L’attacco su Leopoli segna sicuramente un’escalation del conflitto, commenta Ettore Fusaro, 49 anni, responsabile dei progetti di Caritas italiana in Ucraina, «dovuta anche all’incremento della conoscenza reciproca – tra esercito russo e quello ucraino – delle rispettive potenze belliche. I nemici si confrontano, imparano sempre di più a conoscersi a vicenda e di conseguenza gli attacchi sono sempre più potenti, mirati, massicci, dunque dannosi. Da due mesi ormai gli attacchi si ripetono tutte le notti: questo indebolisce enormemente non solo le difese militari ma anche gli animi e il morale, che è poi uno degli obiettivi della strategia russa. Sono aumentati gli attacchi alle infrastrutture, ai servizi, anche alle Ong. La dimensione del conflitto si allarga e. di conseguenza, aumentano gli obiettivi civili, oltre a quelli militari. Ogni mese lo scenario bellico cambia ed è difficile da interpretare».
Caritas italiana continua ad essere in prima linea al fianco della popolazione ucraina, a sopporto di Caritas Ucraina e Caritas Spes. Si lavora tanto sull’emergenza, una fase che non solo non è finita ma si è rafforzata. «La fase emergenziale è acuta ed è anche differente rispetto alle fasi iniziali di due anni e mezzo fa», continua Fusaro, «è un’emergenza che porta con sé tutte le conseguenze di un lungo conflitto. Una crisi di queste dimensioni comporta un intervento emergenziale importante, strutturato. Noi ci siamo, a sostegno delle reti locali delle Caritas, che stanno facendo un lavoro enorme al fianco delle Chiese greco-cattolica e latina, con tutte le fatiche conseguenti, i rischi di chi opera vicino alle zone del fronte, e anche di chi si prende cura della riabilitazione delle vittime della guerra e degli sfollati nelle altre zone del Paese». E aggiunge: «L’inasprimento della legge marziale limita in qualche modo la capacità di risposta, sia in termini di risorse economiche, sia in termini di risorse umane: abbiamo colleghi che hanno paura di svolgere le loro funzioni perché a rischio di essere chiamati alle armi.

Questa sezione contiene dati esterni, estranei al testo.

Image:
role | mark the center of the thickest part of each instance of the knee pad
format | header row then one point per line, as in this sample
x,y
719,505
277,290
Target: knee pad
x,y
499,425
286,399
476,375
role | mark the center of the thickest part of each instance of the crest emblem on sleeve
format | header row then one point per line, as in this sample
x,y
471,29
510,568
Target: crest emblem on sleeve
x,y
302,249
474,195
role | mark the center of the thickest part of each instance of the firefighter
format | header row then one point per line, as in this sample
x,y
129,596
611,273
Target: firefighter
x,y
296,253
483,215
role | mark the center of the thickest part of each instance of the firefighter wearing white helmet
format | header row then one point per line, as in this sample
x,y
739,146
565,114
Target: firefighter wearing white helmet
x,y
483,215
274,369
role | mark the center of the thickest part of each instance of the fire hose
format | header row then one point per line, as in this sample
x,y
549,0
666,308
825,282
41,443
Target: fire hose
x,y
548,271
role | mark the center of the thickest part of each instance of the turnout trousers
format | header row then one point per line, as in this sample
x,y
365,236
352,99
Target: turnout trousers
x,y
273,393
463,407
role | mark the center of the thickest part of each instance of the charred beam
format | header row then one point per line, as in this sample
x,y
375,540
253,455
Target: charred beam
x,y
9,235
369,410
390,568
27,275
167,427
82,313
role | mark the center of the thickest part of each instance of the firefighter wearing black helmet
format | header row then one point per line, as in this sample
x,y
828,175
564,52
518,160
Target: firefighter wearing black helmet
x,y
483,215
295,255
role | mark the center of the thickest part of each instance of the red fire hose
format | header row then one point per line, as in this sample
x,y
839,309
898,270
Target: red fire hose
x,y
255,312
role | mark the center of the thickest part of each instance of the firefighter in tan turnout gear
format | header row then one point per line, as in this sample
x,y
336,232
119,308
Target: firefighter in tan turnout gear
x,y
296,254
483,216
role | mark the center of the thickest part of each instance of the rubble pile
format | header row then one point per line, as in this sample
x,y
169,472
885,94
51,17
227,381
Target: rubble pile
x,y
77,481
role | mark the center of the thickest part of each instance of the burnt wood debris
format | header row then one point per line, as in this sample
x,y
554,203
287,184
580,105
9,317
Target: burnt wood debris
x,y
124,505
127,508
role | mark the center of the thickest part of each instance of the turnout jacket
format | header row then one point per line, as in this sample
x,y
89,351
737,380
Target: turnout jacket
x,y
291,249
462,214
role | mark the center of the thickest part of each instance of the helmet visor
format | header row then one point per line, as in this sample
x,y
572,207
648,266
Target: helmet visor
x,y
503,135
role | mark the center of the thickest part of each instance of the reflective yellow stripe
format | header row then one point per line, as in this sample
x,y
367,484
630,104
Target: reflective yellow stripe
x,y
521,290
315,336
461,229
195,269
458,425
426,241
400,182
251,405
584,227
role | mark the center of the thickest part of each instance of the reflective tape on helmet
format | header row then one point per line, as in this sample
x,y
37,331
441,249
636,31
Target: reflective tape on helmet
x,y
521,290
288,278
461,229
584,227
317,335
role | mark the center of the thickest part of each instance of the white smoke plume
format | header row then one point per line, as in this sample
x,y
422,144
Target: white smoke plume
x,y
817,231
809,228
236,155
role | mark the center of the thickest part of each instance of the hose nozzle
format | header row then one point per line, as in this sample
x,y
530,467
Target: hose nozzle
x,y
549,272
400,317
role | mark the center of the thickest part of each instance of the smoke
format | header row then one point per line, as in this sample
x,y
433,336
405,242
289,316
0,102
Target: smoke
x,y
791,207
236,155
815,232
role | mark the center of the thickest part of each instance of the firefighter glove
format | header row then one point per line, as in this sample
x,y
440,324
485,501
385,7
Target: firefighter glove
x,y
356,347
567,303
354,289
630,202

La situazione è molto complessa: è molto faticoso ora programmare sul lungo periodo, così come fermarsi e pensare quali siano le risposte giuste da dare».
Intanto, il Governo ucraino ha annunciato un ricambio di oltre il 50 per cento dei suoi ministri, dopo le dimissioni del ministro degli Esteri Kuleba – in carica del 2020 e figura centrale nelle relazioni diplomatiche con i Paesi europei e occidentali dall’inizio della guerra – che seguono le dimissioni di altri cinque ministri (due vice-ministre e i ministri della Giustizia, dell’Ambiente e delle Industrie strategiche, quest’ultimo responsabile della produzione degli armamenti).